The bill is being touted more as a preventive measure than an actual “bailout” as those who have already gone through foreclosure or are currently going through it would not be affected. Considering that of the top 10 cities with highest foreclosure rates, 5 are in California, the bill could help stave off lost revenues in our fair state in the billions of dollars. (An estimated $4 billion could be lost in property and associated taxes due to foreclosures). To help consumers, the California Assemby has put together a website called ”Home mortgage crisis: what you need to know“. Included on the website are topics such as “Avoid Foreclosure” “Contact Your Lender” and “Beware of Scams”. (The SF Chronicle also recently published an article on foreclosure scams here.)
Personally I support these types of measures for several reason.
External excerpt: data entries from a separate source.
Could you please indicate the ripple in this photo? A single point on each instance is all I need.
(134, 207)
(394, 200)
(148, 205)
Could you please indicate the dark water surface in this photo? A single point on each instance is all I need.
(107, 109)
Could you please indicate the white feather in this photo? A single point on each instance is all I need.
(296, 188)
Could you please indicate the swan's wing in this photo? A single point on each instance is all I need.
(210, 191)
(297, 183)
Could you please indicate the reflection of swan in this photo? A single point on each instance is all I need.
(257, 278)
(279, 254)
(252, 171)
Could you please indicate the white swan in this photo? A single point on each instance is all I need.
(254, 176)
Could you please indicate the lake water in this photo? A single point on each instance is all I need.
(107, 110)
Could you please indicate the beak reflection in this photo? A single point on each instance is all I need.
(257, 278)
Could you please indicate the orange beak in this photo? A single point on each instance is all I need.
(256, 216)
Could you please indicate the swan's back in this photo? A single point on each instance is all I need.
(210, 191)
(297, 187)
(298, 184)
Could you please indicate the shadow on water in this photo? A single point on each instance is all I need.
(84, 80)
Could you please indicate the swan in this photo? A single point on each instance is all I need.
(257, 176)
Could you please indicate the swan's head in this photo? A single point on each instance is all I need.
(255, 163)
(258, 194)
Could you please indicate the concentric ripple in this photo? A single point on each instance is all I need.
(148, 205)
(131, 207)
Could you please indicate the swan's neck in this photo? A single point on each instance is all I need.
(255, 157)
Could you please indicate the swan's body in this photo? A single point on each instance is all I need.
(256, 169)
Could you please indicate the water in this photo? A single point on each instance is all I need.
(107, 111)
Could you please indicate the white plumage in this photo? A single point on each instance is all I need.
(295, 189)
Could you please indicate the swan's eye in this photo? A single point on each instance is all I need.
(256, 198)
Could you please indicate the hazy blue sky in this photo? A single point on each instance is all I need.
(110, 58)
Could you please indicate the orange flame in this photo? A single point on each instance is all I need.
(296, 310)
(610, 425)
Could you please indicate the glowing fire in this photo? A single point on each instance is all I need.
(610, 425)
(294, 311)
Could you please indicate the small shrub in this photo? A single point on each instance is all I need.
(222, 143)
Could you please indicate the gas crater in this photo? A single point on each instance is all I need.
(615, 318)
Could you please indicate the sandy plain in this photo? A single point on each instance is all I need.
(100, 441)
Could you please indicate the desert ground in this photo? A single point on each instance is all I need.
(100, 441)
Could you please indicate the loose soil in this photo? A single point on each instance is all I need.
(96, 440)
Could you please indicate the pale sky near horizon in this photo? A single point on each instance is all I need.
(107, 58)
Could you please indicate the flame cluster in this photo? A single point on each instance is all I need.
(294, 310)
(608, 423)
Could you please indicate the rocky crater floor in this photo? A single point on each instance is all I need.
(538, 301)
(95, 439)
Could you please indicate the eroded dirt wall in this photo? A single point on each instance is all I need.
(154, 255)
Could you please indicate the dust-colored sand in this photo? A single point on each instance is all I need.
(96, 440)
One, I know that if I were in financial crisis I would appreciate the option of being able to renegotiate my lending terms. But mainly, beyond my own personal situation, the fact that foreclosures could spell economic havoc statewide is more than enough to persuade me. Who wants to be paying more in state and property taxes for years down the line because we didn’t allow some homeowners to freeze their mortgate rates? It’s not as if their houses will be “given” to them; these folks will still have to pay a mortgage, albeit with a frozen or lower than originally agreed to APR. Finally, not only could individual homeowners and taxpapers across California benefit from a rate freeze, lenders would too since it is likely that they could actually lose more money through the foreclosure process than if they simply froze interest rates.
So dear Redfin readers, what say you? Do you support this type of antidote to our state’s subprime mess?